11001

What is the difference between `let`, `const`, and `var`?

var is function-scoped or globally-scoped and can be redeclared.

  • Creates property on window object.

  • Hoisted to top of its scope (either global or function scope) and initialized as undefined

  • Can be re-declared

function example() {
  var x = 1;
  if (true) {
    var x = 2; // Same variable!
    console.log(x); // 2
  }
  console.log(x); // 2 - leaked from block
}

There is two phases. Compilation phase (Hoisting happens) and Execution phase (Assignment happens)

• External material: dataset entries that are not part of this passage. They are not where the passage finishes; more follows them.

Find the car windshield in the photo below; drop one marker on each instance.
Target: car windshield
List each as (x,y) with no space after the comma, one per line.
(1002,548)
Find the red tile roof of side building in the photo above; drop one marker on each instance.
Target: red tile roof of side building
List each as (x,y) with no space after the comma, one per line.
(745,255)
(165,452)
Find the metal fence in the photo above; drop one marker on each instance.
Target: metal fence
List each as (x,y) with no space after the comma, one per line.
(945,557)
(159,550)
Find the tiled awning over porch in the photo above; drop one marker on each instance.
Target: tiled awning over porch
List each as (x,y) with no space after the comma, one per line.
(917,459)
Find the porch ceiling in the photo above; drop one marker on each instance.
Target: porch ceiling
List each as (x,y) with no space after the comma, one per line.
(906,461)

console.log(x); // undefined (not ReferenceError)
var x = 5;

var name = "Alice";
var name = "Bob"; // No error

let and const are block-scoped. const cannot be reassigned after declaration, while let can be. const declaration requires value

const doesn't mean immutable value. Binding is constant, not the value

const config = { api: "v1" };
config.api = "v2"; // ✅ Allowed
Object.freeze(config); // Now truly immutable

const obj = { name: "Alice" };
obj.name = "Bob"; // ✅ Works - mutating object
obj.age = 30;     // ✅ Works - adding property
obj = {};         // ❌ TypeError - reassigning binding

const arr = [1, 2];
arr.push(3);      // ✅ Works - mutating array
arr = [];         // ❌ TypeError - reassigning

example with loops

for (var i = 0; i < 3; i++) {
  setTimeout(() => console.log(i), 100);
}
// Prints: 3, 3, 3 (all reference same variable)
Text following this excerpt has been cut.